En lo alto de las montañas vivía un pequeño dragón llamado Lumbre. Tenía alas de un rojo brillante y de su hocico salían lenguas de fuego caliente.
Lumbre quería tener amigos. Cada mañana bajaba al prado donde los animalitos jugaban.
—¡Buenos días! —decía Lumbre.
Pero los conejitos se escondían tras los arbustos. Las ardillas saltaban a las ramas más altas. Hasta los erizos, que son muy valientes, salían corriendo.
—¡Echa fuego! —susurraban los animalitos—. ¡Mejor alejarse!
Lumbre volvía triste a su cueva. Se sentía muy solo.
Una mañana de invierno oyó un pío muy suave. Junto a un viejo tronco había un pajarito diminuto. Se había caído del nido y tiritaba de frío. Sus alitas se estaban poniendo azules y su piquito temblaba.
—¡Ayúdame! —pió el pajarito—. ¡Tengo mucho frío!
Lumbre se asustó.
—Pero yo echo fuego —dijo bajito—. Todos me tienen miedo.
—Yo necesito calor —susurró el pajarito—. Me estoy congelando.
El dragón se acercó despacio. Sopló una llamita caliente en el aire, junto al pajarito. El calor lo envolvió.
El pajarito dejó de temblar. Sus alitas volvieron a ser rosadas.
—Un poquito más —pidió.
Lumbre se sentó a su lado y siguió soplando calor hasta que el pajarito estuvo calentito.
Detrás de los arbustos, los animalitos lo habían visto todo. La ardilla fue la primera en salir.
—¡Has salvado al pajarito con tu fuego! —dijo asombrada.
Los conejitos también salieron.
—Creíamos que el fuego daba miedo —dijo uno—. Pero es caliente y bueno.
—Depende de para qué se use —dijo Lumbre en voz baja.
La mamá del pajarito llegó volando y se lo llevó al nido. Gorjeaba alegremente dando las gracias.

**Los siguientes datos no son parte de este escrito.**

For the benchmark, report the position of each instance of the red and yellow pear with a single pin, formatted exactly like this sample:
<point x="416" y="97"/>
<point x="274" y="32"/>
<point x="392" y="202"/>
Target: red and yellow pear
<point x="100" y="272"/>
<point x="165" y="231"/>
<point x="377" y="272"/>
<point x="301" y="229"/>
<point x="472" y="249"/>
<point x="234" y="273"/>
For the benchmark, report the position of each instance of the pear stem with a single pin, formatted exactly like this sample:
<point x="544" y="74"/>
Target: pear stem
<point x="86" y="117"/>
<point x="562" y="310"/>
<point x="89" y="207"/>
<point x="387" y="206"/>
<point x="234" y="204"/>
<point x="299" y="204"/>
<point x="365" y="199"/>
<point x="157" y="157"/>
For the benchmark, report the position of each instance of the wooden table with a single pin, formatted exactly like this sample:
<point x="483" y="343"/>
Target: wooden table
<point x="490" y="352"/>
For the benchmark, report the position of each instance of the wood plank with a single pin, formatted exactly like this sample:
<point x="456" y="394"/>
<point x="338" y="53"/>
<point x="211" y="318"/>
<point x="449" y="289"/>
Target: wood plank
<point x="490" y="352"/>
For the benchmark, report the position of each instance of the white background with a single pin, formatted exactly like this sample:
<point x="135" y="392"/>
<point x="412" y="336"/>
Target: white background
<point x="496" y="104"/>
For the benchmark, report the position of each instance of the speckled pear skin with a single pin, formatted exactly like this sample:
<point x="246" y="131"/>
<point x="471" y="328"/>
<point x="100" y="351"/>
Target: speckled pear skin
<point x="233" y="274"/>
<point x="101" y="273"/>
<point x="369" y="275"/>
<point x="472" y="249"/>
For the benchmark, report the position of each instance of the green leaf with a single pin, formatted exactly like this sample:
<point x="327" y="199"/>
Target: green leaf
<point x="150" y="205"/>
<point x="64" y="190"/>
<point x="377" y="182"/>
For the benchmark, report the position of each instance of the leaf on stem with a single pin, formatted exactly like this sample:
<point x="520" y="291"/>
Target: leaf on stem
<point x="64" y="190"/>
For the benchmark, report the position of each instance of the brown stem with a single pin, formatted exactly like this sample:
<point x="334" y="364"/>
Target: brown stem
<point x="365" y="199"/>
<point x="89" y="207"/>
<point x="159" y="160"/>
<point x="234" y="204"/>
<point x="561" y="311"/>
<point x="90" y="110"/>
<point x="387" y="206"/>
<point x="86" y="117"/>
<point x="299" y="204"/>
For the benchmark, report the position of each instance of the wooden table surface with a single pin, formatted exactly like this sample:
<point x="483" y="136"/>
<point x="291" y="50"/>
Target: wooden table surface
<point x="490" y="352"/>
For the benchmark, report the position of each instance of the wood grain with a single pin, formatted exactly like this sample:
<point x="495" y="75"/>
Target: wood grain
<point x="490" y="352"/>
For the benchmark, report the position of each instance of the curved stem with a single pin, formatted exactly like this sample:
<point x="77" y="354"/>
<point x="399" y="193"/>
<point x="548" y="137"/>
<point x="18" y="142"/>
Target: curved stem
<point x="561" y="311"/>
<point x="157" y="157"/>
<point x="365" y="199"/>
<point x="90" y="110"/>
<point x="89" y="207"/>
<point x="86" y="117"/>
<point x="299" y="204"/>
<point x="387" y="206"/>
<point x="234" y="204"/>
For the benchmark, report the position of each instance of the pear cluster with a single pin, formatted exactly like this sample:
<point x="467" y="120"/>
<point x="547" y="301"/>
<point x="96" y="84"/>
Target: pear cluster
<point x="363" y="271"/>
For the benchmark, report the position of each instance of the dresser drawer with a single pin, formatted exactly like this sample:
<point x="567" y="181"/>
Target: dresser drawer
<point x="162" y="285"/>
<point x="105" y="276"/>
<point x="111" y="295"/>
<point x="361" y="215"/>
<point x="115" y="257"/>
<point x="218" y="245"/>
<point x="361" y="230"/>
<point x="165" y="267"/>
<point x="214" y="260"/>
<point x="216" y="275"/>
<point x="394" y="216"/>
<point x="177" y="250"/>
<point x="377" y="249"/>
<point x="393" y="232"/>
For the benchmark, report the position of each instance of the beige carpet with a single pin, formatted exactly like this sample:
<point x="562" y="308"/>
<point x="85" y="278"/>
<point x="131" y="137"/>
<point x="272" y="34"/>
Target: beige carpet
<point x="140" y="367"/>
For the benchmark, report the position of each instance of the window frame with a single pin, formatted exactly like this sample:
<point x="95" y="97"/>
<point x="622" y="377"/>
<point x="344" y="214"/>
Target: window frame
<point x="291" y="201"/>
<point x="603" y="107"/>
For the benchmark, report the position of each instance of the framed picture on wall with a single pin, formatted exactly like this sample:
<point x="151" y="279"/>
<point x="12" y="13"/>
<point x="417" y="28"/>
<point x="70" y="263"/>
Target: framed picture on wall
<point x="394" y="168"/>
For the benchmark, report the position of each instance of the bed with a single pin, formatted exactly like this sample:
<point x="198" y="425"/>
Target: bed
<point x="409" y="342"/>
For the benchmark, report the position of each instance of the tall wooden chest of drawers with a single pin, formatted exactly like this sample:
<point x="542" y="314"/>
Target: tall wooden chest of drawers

Esa tarde, los animalitos invitaron a Lumbre al roble grande, donde todos escucharon cuentos antes de dormir.
El dragón se sentó en el círculo de sus nuevos amigos. Tenía el corazón caliente.
Y cuando oscureció y empezó a hacer frío, los animalitos pidieron:
—Lumbre, ¿nos calientas un poquito?
El dragón sopló contento su fuego caliente, y todos miraron las estrellas hasta que se durmieron con el suave susurro de las hojas.